Vale também medir a concordância (o kappa de Cohen é o usual) ao final da fase piloto: concordância baixa antes da triagem oficial é o melhor momento para descobrir que os critérios precisam de ajuste.

Do registro ao fluxograma PRISMA

Se a triagem foi registrada direito, o fluxograma PRISMA se preenche quase sozinho. Os números que ele pede são exatamente os que o processo gera:

  • registros identificados por base (vem da busca — cada string e data registradas);
  • registros após deduplicação;
  • registros triados em título/abstract e quantos foram excluídos aí;
  • textos completos avaliados e quantos foram excluídos, com a contagem por motivo;
  • estudos incluídos na revisão.

O teste de sanidade é aritmético: cada caixa do fluxograma deve fechar com a soma das saídas. Quando não fecha, o problema quase sempre está em decisões não registradas ou em duplicatas tratadas de forma inconsistente. Detalhamos o preenchimento caixa a caixa em PRISMA 2020 na prática.
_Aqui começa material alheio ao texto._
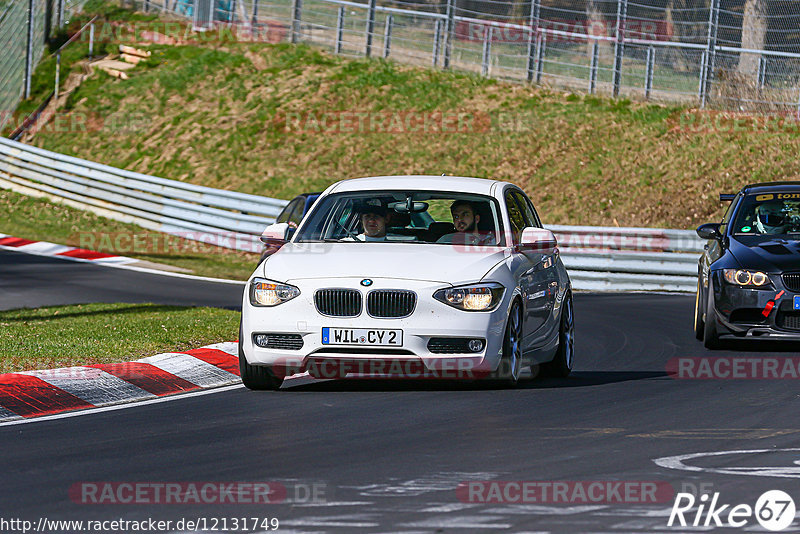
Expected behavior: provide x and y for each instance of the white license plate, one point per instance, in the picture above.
(362, 336)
Ferramentas: planilha funciona, até deixar de funcionar

Dá para triar em planilha — muita revisão boa foi feita assim. Mas a planilha cobra caro em três pontos: cegamento entre revisores (difícil de garantir), vínculo decisão↔critério (depende de disciplina manual) e contagem para o fluxograma (recontagem manual, propensa a erro).

Ferramentas dedicadas resolvem isso por construção. No Latvs, a triagem acontece dentro da base de referências do projeto (com import por CSV, RIS ou BibTeX, ou direto da busca integrada), com critérios definidos e decisão registrada por artigo — e o restante do fluxo (síntese, manuscrito) continua no mesmo lugar. O plano grátis não pede cartão, se quiser testar com um lote piloto.

Checklist de saída

Antes de dar a triagem por encerrada:

  • Todos os registros têm decisão (nenhum “pendente” esquecido);
  • Toda exclusão de texto completo tem motivo de lista fechada;
  • Conflitos resolvidos e método de resolução documentado;
  • Números fecham: identificados − duplicatas − excluídos = incluídos;
  • Mudanças de critério no meio do caminho registradas com data e justificativa.

Triagem bem feita não aparece no artigo final — ela aparece na ausência de problemas: números que fecham, revisor 2 que confia no processo, parecerista que não devolve perguntando “por que este estudo ficou de fora?”. É trabalho de bastidor, e é exatamente por isso que vale sistematizar.